The pandemic supercharged the adoption of AI, in part because it caused companies to digitally transform their lines of business. A 2021 survey commissioned by IBM found that almost one-third of business surveyed are now using AI, with 43% reporting that they accelerated existing rollouts.

“We’re seeing [companies] saying, ‘How do I make [AI] a systematic engineering discipline? How do we standardize this? How do we introduce the right tools and procedures to make this pervasive?,” Saha said. “[Companies] want to go beyond deploying a handful of [AI] models to deploying thousands of models — in fact, [AWS has] one customer that wants to deploy a million models.”

Scaling up AI

The risks of failing to scale AI are substantial. Accenture estimates that it could put 75% of organizations out of business, particularly if they execute the shift from experimentation to execution too slowly. In a 2019 report, the research firm found that 84% of C-level executives believe they won’t achieve their business strategy without scaling AI, yet only 16% had made inroads creating an organization powered by “robust AI capabilities.”

“You can use machine learning to do some really cool demos … and they’re really compelling. But those demos … are expensive,” Saha said. “The high-profile …  demos can capture the imagination, but they they’re not repeatable — they come at high costs and they’re not really providing [business value].”

One of the steps enterprises must take in scaling AI is ensuring they have “good-quality” data, Saha said. Another key ingredient for success is creating a standardized set of tools, which includes software and hardware infrastructure for building and training models.

“The cloud becomes a very important factor [in this,] because it makes it easy for [companies] to standardize … [using the] same set of rules and tools and processes,” Saha added.

Indeed, the cloud is increasingly factoring into enterprise AI scaling efforts. This is due to its potential to improve training and inferencing performance, while also lowering costs in some cases. Even companies that have private datacenters often opt to avoid ramping up the hardware, networking, and data storage required to host big data and AI applications.

Hybrid cloud adoption

The cloud isn’t the end-all be-all when it comes to ramping up deployments of AI, however. Hybrid cloud approaches have come into vogue as companies look to complement their homegrown infrastructure with highly scalable public clouds.

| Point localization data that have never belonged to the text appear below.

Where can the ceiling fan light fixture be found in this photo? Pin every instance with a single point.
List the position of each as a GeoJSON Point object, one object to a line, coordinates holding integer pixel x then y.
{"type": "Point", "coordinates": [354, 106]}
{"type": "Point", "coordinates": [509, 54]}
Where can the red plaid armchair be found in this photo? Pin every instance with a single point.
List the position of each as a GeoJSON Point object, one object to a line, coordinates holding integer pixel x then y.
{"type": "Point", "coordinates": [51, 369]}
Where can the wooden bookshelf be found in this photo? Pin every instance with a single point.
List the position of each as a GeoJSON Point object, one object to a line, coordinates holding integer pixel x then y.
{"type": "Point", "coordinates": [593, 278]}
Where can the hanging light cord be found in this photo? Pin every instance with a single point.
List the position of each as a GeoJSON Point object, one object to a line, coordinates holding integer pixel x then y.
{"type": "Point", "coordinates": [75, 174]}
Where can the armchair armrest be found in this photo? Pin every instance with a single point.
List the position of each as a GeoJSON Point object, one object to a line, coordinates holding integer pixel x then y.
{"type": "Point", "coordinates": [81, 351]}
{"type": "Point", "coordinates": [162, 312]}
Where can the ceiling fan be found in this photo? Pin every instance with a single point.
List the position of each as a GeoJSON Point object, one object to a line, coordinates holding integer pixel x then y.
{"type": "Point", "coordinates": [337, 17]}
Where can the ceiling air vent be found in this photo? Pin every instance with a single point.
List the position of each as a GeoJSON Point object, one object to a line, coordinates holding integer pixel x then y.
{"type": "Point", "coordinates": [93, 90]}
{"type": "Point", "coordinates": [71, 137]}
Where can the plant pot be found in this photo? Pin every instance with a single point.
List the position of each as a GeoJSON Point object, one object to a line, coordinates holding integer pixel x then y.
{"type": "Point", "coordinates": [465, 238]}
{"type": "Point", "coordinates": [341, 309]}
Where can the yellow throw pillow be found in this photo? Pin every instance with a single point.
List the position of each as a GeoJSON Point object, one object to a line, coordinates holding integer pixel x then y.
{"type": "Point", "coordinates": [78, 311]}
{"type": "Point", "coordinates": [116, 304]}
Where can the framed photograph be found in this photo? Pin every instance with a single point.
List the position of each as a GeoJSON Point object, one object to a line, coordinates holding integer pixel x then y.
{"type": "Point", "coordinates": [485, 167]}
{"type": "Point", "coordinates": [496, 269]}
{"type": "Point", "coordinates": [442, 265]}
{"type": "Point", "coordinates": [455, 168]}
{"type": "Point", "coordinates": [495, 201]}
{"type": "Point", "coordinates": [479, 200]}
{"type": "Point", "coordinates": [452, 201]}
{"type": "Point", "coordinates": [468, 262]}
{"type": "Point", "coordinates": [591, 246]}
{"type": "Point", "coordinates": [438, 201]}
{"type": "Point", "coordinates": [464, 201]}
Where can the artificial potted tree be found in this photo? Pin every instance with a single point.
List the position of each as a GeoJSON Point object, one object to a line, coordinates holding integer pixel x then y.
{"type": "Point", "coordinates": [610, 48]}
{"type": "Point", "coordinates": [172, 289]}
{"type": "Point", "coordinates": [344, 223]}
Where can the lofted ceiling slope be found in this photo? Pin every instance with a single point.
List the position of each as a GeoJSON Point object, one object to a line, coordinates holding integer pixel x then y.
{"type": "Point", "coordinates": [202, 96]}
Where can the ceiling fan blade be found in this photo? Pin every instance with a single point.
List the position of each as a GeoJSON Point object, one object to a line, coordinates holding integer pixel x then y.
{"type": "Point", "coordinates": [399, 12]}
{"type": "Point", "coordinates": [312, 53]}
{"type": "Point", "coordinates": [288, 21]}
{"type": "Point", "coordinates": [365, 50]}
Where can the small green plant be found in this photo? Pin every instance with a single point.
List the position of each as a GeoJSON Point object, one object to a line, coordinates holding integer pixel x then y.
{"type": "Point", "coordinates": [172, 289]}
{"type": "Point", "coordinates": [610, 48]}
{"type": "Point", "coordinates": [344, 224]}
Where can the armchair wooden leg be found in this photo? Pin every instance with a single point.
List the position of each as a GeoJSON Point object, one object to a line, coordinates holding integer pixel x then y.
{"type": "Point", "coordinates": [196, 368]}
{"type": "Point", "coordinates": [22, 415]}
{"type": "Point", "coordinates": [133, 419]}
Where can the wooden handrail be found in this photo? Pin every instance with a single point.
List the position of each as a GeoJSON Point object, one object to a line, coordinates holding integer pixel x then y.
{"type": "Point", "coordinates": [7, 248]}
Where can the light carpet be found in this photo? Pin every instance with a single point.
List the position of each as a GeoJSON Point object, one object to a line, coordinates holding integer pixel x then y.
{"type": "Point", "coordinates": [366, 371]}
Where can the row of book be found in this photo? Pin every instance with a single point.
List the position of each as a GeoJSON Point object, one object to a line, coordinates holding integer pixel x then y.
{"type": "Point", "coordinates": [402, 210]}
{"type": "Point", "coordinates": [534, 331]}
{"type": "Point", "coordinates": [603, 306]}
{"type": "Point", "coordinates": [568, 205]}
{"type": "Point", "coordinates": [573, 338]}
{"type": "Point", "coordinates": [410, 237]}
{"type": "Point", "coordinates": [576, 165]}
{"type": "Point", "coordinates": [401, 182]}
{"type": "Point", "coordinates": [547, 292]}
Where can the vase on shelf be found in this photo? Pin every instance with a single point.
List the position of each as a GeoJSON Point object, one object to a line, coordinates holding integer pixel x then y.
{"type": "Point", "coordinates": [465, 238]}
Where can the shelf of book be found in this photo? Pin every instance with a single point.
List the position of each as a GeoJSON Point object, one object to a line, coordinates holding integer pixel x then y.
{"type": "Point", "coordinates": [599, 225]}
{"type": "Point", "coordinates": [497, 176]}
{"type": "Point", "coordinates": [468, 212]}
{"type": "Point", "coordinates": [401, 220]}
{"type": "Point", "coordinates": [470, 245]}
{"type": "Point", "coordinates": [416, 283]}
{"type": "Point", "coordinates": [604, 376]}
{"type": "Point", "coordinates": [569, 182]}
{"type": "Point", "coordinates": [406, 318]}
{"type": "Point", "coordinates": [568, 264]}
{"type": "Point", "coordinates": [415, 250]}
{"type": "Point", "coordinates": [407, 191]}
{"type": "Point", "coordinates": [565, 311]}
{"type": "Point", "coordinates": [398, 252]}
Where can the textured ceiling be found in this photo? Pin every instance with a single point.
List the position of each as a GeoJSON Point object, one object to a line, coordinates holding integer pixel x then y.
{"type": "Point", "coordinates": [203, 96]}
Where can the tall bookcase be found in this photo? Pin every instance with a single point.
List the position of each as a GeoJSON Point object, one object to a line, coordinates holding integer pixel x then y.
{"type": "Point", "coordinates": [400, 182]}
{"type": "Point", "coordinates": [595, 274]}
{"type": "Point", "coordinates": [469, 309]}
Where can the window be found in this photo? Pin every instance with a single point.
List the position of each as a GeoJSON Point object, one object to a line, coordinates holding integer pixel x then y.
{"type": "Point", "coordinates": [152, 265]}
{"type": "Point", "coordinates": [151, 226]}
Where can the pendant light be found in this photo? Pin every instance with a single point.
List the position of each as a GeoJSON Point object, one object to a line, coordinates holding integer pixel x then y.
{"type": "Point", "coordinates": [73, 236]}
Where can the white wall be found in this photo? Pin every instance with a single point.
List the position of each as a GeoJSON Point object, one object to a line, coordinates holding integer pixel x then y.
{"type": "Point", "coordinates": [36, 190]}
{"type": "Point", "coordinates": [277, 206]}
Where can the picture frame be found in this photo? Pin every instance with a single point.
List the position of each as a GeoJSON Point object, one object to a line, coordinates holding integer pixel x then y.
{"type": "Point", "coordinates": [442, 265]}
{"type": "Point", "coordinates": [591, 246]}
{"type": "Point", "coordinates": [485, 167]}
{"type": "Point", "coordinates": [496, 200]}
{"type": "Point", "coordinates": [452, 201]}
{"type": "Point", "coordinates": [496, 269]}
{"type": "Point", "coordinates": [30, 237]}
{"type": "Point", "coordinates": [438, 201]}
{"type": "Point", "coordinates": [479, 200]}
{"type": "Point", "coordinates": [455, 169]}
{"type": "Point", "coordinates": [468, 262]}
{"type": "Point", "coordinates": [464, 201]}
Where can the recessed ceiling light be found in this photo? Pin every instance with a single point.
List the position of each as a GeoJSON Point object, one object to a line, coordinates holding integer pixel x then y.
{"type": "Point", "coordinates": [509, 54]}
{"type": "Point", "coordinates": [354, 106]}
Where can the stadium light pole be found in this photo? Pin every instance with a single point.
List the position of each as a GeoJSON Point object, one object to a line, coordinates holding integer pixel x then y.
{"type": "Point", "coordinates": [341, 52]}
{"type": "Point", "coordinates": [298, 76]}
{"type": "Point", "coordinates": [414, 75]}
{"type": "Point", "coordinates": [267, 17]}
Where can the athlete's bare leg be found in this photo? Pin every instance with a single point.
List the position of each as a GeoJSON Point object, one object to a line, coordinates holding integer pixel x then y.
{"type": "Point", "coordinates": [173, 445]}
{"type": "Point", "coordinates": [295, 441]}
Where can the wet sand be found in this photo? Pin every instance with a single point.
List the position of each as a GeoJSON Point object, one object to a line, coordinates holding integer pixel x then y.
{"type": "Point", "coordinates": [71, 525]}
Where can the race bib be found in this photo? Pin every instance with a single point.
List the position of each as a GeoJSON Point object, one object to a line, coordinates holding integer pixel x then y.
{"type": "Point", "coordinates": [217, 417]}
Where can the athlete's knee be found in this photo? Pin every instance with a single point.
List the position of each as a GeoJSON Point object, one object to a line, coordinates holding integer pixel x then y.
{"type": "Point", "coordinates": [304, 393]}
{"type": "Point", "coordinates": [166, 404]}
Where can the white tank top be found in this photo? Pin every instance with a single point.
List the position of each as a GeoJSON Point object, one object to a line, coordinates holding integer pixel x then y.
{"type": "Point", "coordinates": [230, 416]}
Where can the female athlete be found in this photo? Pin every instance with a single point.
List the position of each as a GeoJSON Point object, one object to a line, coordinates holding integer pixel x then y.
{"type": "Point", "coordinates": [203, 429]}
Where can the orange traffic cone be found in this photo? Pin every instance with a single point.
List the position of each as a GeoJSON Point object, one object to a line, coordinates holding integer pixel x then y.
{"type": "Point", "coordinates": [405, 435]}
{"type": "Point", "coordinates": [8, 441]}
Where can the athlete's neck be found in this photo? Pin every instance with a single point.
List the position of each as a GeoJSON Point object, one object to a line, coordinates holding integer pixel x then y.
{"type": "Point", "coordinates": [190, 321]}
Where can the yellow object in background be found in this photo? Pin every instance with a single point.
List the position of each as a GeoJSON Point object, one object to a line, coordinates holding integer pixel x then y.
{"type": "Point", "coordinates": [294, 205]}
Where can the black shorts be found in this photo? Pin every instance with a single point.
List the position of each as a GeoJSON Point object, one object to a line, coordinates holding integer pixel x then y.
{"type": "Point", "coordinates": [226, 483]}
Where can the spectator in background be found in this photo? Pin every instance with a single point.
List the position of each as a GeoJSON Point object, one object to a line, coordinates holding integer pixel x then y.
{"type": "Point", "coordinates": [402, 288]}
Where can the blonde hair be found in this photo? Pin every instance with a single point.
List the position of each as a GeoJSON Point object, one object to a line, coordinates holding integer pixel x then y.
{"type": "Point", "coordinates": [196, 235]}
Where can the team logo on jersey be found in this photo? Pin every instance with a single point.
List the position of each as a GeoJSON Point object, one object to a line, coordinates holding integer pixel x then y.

For example, a hybrid AI app might tap an on-premises database while running app code both in the on-premises private cloud and scaling to the public cloud when demand increases.

It’s clear that challenges remain in scaling AI. An MIT Technology Review and Databricks report found that just 13% of organizations are delivering on their data strategy, owing to issues around managing the end-to-end lifecycle. Other surveys cite a lack of executive buy-in as a top reason for AI deployment failures. And yet others attribute it to a lack of institutional knowledge about machine learning modeling and data science, data engineering, and business use cases.

But Saha — who has a vested interest in the success of AI services as they relate to Amazon and Amazon Web Services, it should be noted — is optimistic about the future. He points out that companies are using AI for use cases from personalizing their products to forecasting demand supply chain. They’re also using computer vision and a lot of natural language processing technologies, including chatbots and intelligent document processing. “What [I] see coming down the road is the industrialization of machine learning…” he said. “[It’s] leading to explosive growth in machine learning.”